We generally dislike the idea of thinking about foods as "natural diuretics." Any food that we eat has some impact on our water balance, and part of the reason we need food is to take advantage of their water content. In general, the reason we eat is to provide our body with additional water, not to remove water from it.

There are many ways in which our body actively gets rid of water. Urination is of course a primary way, but so is perspiration and even water vapor loss through our breath when we breathe out. When large amounts of water leave our body through urination, it is often because our body is trying to get rid of excessive amounts of some chemical that's water-soluble and is most easily eliminated through urination. For example, large, unneeded amounts of water-soluble vitamins will often cause us to lose water when our kidneys work to get rid of these vitamins. Consumption of alcohol is another good example of a food and beverage component that causes water loss. When alcohol enters our bloodstream, it can block synthesis of a hormone called vasopressin in our pituitary gland. Since vasopressin is a hormone that helps prevent water loss through our kidneys (it's called an anti-diuretic hormone), when alcohol interferes with vasopressin synthesis it also makes us urinate more and lose water in that way. Caffeine is another food substance (found not only in coffee but also in chocolate and black teas) that has traditionally been regarded as a chemical that causes diuresis (loss of water through the kidneys). However, most of the more recent research calls this traditional view into question.

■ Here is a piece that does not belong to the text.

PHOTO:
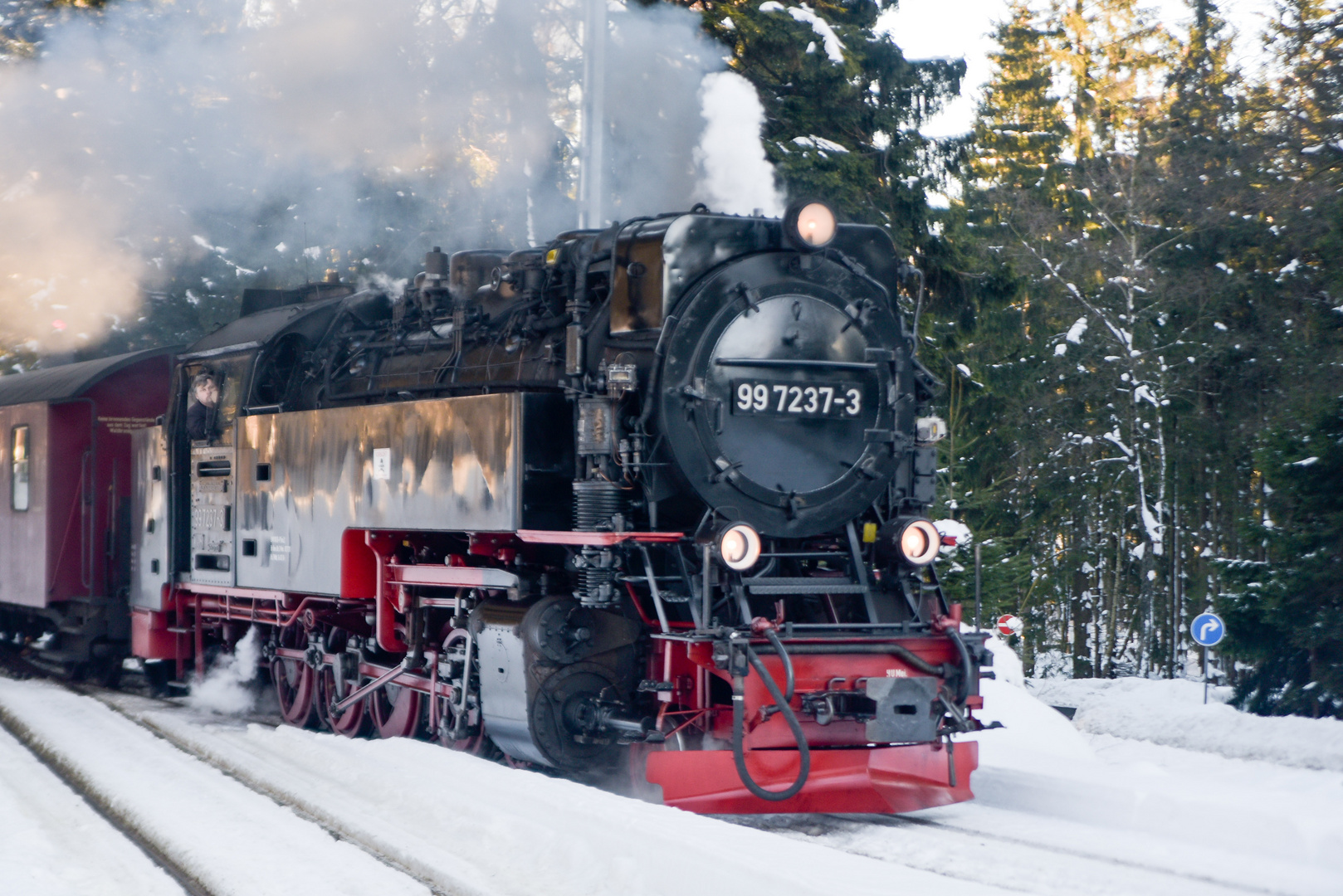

It would be problematic for your health if you tried to increase your body's water loss through consumption of alcohol, excessive vitamin supplements, or caffeine. In fact, we cannot think of any step you would want to take with your diet as a way to increase water loss. Your body is designed to control its own water balance, and the best way to support that process is for you to eat a diet based on whole, natural, minimally processed foods, and drink plenty of clean, fresh, filtered water. If you have clinical health issues that are causing you to retain unwanted amounts of water, your healthcare provider is the person to see. He or she can help you determine the underlying imbalances in your body that are causing you to retain too much water, and take clinical steps if they turn out to be desirable.

We realize that some websites describe particular foods - like celery, or watermelon, or asparagus, or parsley as having mild diuretic effects. As mentioned earlier, however, we would discourage this view of whole, natural foods.

References:

Armstrong LE. Caffeine, Body Fluid-Electrolyte Balance, and Exercise Performance. Int J Sport Nutr Exerc Metab. 2002;12(2):189-206.

Armstrong LE, Pumerantz AC, Roti MW, et al. Fluid, Electrolyte, and Renal Indices of Hydration During 11 Days of Controlled Caffeine Consumption. Int J Sport Nutr Exerc Metab. 2005;15(3): 252-65.

Grandjean AC, Reimers KJ, Bannick KE, et al. The Effect of Caffeinated, Non-Caffeinated, Caloric and Non-Caloric Beverages on Hydration. J Am Coll Nutr. 2000;19(5):591-600.

Parlesak A, Pohl C, Bode JC, et al. Water Metabolism in Rats Subjected to Chronic Alcohol Administration. Nephron Physiol. 2004;97(1):p9-15.